未来を信じている

 僕は好きなんだけど、イマイチ知られていないジブリの映画で
「となりの山田くん」
というのがあって、何度見ても笑ってしまうシーンがある。奥さんと姑さんが桜を観ながら会話を交わすシーンである。

奥さん「今年の桜も綺麗ですね」
姑さん「そやなあ。あと何年見れるやろか・・・」
奥さん「お義母さん・・・」
姑さん「あと20回ぐらいやろか」

というシーンである。70歳を超えたおばあちゃんに誰もが、あと何年生きるつもりなんだよ!と突っ込むシーンである。 

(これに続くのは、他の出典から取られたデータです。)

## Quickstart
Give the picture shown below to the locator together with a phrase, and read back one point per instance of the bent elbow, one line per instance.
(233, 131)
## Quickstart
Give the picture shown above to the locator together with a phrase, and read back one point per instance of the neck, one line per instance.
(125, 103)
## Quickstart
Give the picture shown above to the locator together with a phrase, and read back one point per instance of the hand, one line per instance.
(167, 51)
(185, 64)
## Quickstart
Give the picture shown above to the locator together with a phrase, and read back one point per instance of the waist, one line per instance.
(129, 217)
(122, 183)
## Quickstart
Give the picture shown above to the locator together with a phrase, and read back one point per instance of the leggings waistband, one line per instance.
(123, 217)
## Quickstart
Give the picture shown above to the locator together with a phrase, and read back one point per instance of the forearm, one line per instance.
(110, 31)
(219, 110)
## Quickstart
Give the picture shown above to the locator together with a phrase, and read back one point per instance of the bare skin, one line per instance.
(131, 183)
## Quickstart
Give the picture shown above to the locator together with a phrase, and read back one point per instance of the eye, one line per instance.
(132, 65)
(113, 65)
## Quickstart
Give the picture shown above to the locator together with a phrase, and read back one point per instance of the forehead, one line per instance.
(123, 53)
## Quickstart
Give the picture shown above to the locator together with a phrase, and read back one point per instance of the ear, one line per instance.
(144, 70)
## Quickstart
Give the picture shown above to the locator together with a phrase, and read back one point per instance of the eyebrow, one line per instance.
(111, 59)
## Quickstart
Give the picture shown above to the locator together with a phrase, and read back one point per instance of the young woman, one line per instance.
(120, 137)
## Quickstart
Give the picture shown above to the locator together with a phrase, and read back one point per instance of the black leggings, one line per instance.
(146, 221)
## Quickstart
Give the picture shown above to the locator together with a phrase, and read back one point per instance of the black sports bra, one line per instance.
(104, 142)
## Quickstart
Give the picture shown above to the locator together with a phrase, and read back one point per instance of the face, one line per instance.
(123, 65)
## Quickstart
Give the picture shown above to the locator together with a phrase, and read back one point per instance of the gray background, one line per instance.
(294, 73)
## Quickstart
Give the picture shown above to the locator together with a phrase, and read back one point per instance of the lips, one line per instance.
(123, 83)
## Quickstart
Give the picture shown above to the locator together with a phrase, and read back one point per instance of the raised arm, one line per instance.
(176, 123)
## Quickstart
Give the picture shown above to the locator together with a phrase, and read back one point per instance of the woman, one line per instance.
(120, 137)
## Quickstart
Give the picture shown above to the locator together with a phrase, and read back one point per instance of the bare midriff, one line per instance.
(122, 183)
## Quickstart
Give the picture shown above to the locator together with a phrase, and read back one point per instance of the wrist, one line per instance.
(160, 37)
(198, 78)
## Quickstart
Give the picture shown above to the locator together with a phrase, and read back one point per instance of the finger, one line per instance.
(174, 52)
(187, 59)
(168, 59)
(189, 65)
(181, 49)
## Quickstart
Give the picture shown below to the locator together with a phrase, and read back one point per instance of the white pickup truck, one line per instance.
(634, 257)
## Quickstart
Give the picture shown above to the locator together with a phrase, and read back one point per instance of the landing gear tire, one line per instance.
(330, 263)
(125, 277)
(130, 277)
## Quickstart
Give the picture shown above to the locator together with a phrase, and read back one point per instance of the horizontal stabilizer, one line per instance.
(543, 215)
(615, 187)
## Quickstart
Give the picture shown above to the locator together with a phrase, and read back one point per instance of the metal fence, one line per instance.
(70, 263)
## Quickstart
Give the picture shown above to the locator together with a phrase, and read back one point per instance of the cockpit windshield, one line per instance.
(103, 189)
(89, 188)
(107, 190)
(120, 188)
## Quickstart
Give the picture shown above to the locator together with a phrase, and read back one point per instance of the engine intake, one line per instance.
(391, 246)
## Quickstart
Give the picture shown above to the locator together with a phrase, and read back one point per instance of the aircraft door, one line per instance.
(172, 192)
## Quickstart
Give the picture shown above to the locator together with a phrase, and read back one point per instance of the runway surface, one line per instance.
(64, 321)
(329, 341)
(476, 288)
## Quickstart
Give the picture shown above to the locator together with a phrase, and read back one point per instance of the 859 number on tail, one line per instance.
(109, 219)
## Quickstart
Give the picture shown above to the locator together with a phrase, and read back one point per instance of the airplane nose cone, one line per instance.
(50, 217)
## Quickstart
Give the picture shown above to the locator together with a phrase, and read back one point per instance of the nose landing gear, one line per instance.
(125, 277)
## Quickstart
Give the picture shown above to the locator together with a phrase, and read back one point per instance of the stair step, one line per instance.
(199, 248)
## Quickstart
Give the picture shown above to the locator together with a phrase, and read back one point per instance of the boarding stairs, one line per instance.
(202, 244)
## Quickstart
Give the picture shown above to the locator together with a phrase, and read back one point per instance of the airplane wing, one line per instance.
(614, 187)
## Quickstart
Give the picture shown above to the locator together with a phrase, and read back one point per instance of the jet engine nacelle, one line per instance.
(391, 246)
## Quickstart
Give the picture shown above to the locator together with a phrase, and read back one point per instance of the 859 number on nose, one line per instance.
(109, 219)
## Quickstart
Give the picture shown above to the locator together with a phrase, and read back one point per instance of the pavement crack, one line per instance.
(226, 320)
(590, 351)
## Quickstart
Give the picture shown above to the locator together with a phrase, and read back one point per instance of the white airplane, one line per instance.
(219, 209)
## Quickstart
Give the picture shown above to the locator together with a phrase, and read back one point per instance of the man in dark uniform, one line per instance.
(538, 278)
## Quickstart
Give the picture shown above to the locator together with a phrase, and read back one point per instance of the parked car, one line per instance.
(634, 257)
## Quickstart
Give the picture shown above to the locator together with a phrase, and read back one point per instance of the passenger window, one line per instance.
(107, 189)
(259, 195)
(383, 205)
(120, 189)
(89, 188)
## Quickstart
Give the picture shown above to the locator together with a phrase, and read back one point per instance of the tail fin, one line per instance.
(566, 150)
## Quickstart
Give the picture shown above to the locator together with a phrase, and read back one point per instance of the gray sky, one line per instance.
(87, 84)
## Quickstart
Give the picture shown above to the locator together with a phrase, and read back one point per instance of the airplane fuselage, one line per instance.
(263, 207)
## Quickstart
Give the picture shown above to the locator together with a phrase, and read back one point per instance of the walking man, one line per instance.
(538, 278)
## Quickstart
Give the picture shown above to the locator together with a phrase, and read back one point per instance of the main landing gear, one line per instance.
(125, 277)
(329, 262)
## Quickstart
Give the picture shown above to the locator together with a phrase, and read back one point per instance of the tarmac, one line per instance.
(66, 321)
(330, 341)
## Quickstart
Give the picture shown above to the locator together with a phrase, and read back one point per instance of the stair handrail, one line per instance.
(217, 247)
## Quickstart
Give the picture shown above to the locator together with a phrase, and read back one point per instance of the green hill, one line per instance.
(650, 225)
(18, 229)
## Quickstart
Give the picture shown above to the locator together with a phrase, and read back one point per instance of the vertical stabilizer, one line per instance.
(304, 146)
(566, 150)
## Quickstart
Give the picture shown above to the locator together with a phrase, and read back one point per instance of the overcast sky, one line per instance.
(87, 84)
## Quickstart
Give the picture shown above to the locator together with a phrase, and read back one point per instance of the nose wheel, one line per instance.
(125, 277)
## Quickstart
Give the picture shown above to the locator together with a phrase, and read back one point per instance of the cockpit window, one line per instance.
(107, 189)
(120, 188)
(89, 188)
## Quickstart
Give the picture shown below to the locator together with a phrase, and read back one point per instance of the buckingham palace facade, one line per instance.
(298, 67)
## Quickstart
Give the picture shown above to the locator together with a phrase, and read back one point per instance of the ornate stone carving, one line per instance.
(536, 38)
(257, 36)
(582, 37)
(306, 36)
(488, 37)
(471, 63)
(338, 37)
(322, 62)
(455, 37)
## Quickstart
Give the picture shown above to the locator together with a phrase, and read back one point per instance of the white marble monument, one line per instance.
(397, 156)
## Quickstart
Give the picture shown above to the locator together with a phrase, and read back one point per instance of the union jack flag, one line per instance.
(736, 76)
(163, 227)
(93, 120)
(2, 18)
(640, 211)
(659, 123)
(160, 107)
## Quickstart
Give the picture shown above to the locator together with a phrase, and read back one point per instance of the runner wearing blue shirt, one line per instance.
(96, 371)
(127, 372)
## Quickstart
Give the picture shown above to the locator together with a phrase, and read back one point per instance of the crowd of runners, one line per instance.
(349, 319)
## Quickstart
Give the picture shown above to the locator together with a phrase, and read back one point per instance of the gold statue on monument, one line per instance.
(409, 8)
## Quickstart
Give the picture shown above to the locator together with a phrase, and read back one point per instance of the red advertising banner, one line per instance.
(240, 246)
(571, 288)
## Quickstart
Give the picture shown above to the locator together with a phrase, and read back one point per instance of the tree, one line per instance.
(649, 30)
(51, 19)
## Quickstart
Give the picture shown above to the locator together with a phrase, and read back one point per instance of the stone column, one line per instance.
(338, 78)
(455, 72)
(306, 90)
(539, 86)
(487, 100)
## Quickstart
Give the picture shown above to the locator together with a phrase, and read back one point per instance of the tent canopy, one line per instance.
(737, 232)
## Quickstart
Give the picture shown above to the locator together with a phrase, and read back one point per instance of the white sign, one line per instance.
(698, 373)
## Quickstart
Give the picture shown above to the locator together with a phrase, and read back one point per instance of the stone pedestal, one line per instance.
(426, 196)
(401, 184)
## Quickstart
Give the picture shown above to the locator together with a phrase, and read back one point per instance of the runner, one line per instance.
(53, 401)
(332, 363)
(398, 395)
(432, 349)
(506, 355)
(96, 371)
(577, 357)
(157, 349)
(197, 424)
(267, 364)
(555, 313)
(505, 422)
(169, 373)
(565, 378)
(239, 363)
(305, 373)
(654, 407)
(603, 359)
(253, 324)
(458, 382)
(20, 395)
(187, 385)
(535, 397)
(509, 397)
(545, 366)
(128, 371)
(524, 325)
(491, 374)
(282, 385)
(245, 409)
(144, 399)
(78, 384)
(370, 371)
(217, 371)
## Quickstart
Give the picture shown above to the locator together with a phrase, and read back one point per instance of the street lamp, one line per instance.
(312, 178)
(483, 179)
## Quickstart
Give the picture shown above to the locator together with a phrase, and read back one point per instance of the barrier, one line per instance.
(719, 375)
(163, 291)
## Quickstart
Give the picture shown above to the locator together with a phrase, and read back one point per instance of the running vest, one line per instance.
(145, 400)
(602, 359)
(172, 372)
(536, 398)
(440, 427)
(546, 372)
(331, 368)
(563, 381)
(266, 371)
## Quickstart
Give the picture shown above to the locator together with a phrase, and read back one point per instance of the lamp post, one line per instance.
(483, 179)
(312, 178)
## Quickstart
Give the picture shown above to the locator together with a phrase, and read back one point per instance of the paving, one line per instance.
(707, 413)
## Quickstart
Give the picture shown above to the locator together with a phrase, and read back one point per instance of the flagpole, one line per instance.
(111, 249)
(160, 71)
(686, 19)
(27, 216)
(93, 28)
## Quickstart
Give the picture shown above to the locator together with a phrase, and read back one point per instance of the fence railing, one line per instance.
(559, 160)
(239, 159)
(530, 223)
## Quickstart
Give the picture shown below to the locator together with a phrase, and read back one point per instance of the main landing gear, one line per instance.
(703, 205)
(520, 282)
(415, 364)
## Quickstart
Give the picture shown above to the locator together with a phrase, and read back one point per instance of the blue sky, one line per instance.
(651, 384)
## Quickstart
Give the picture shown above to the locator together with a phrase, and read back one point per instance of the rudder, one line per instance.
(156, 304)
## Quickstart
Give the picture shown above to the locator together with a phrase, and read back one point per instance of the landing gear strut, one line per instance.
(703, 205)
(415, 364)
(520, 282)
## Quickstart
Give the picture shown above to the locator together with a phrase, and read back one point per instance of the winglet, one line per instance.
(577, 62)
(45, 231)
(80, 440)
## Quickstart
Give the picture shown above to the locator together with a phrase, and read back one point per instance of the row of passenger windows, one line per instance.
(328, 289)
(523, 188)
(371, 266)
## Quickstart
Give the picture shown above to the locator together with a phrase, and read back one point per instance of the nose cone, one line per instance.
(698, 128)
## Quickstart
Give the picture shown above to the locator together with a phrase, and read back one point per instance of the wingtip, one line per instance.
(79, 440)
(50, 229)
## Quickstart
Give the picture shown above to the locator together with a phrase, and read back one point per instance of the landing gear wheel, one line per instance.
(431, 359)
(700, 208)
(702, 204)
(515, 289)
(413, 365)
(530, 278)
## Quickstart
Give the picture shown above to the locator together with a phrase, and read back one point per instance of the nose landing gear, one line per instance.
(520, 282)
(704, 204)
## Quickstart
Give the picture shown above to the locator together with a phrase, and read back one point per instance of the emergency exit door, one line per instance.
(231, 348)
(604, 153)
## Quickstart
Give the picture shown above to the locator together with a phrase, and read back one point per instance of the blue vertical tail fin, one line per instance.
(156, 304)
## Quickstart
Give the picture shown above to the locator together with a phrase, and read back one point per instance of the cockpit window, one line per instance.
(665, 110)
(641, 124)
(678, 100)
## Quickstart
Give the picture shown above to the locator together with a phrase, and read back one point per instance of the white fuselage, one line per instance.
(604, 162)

 この前の日曜日に父が庭をいじっていて、何をしているのかときいたら、種を植えているのだと教えてくれた。両親ともガーデニングは昔からやっていて、1年を通して花が咲いているように季節によって育てる花を変えたり、色々と工夫している。愛犬のユリも姪っ子もこの庭の空間が好きでよく遊んでいて、小さいながらも憩いの場になっている。
 何気なく父が植えた種のパッケージの注意書きを見ながら、
「花が咲くまでに役4年かかる」
みたいな事が書いてあって、唖然とした。ガーデニングでの常識を僕は知らないけど、普通にあることなのかな。その4年間というのがずっと頭に引っかかっていて、ずっと考えていた。父はいい歳だし、その経験のなかで4年間という時間を特別に長いものに思わなくなったのかな、とか。4年って長くない?ってきいたら、
「花が咲くのはもちろんいいんだけど、育てる楽しみもある」
という答えだった。なるほどなあ、と思った。そして世の中ってこの考え方で色んなことが上手くいくんじゃないかと思った。つまり、父は4年後に花が咲く種を植えながら、4年後を信じているんだよね。そして花が咲くことを待ちながら、その4年間も楽しめる、と信じているのだ。きっと生きることってこの連続で、未来を信じることで多くのことを乗り越えられるんじゃないか、と思うのだ。4年後にはまたワールドカップがやってきて、今度はPKのシュートが決まるかも知れない。アルゼンチンももっといいチームになっているかも知れない。姪っ子もその花を見れるかも知れない。そのために今日のこの1日がある。
 今日、新しい何かを始めた人はその何かを通じて自分の未来を作っている。日々迷ったり苦しいこともあるけど、多分、これだけで多くのことが解決する気がする。「となりの山田くん」のあのシーンの意味がやっとわかったわ。